Eastern New Mexico enjoyed a prosperous 2003. Records show 280 new businesses opened in Clovis and Portales added two dozen new chamber members. All this is evidence that the region’s retail business is booming.
All signs point to more economic pleasures in 2004, with groundbreaking expected this month on a $200 million cheese processing plant, which will bring hundreds of jobs to Curry and Roosevelt counties.
However, with growth comes challenges.
We face four major challenges in 2004: funding for an essential water project, retention of Cannon Air Force Base, an antidote for rising Curry County jail costs, and staff solutions within the Clovis Police Department.

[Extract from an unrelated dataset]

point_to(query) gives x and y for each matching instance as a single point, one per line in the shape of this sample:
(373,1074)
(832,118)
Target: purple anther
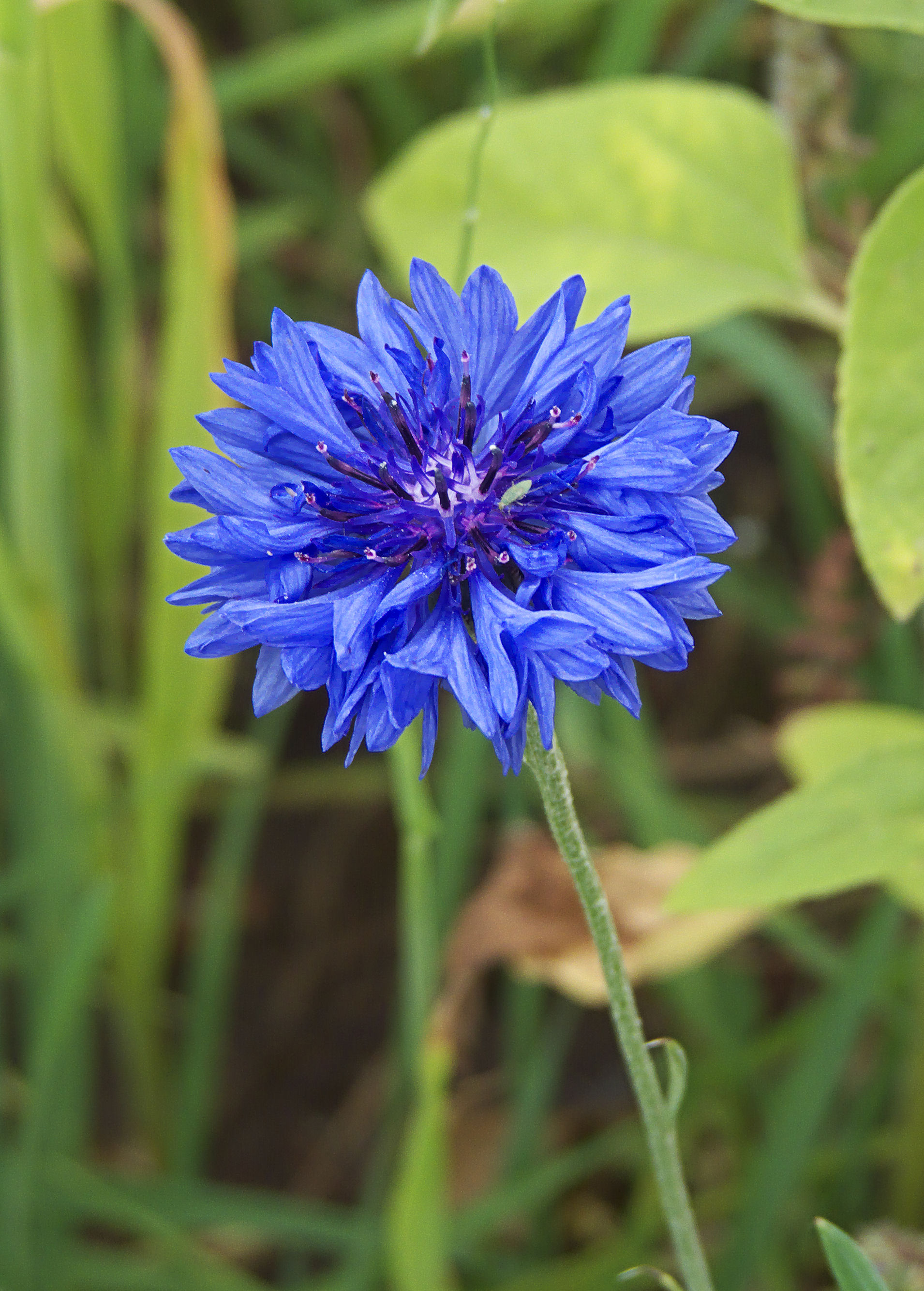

Water tops the list, of course, in our drought-stricken part of the state. Clovis received less than 13 inches of moisture in 2003, the driest year since 1980. Clearly the Ogallala Aquifer is not going to recharge itself at the rate needed to meet our growing agricultural needs. By all accounts, the region needs a supplemental water supply in the next two or three decades. Securing the funding for it has to be a top priority for 2004.
The Ute Pipeline Project, in which water will be pumped from Ute Lake near Logan, is our best hope for survival. The project will cost close to $300 million and about 80 percent of that will have to come from our federal tax dollars. Community leaders from Quay County to Portales must speak in one voice to convince Washington the pipeline will meet our needs and that we’re worth the investment. We should strive not to fight among ourselves over minute details. How the 20 percent local share is paid for by each entity will be a key focal point this election year, too.
Unity is also important in efforts to keep Cannon Air Force Base off of the Department of Defense’s closure list.
The DoD has announced plans to shut down about 100 bases by 2005. If Cannon is one of them, the direct economic loss to the region will be about $200 million per year. Ten cheese processing plants could not offset the setback.
Fortunately, Cannon promoters have been working with the Air Force for years to ensure the base is meeting military needs. We’re hopeful the military’s consolidation will provide Cannon, with its abundant blue skies and airspace and a nearby bombing range, an opportunity to grow in size and mission in the second half of this decade.
Our job as a community is to make sure the Pentagon knows we want Cannon to stay, and that we’re committed to continue providing infrastructure and other needs.
While we ultimately must rely on others for providing much of the Ute Pipeline funds and deciding on Cannon’s future, jail costs and police staffing are issues more fully within our control.
The majority of inmates at Curry County’s Adult Detention Center are drug offenders. Officials estimate we spend $40 a day to house and feed each inmate. Jail operating costs are expected to be $1 million above budget this fiscal year, jail administrator Don Burdine said Wednesday, a trend that will likely continue.
As we’ve said many times over several decades, the best solution to the drug problem is to change the drug laws. Let’s stop incarcerating people for making poor personal choices that hurt themselves. That would reduce taxpayer costs dramatically, plus it would cut down on the number of truly violent lawbreakers whose sentences are now reduced because of overcrowding from so many non-violent drug offenders.
We realize such a step is beyond comprehension for many Americans still. So, barring decriminalization of drugs, we hope 9th Judicial District Court officials will look seriously at a drug court for Curry and Roosevelt counties. A story earlier this week explained that it focuses on counseling and rehabilitation — rather than punishment — for non-violent drug offenders.
Officials running a drug court in Albuquerque say it works and could cut taxpayer costs 65 percent.
On the other side of the law, for our law enforcers, we must develop ways to attract — and retain — qualified personnel for the Clovis Police Department. Police Chief Bill Carey said Clovis has openings for seven police officers — a typical amount this past year. But qualified applicants are scarce. Pay is an issue that’s been raised, but is it the only one? A thorough review by city officials and civilians with no vested interests might be the first step in developing a plan, complete with solution steps, to address this ongoing short-handed dilemma.
Public safety is essential to Clovis’ continued economic growth.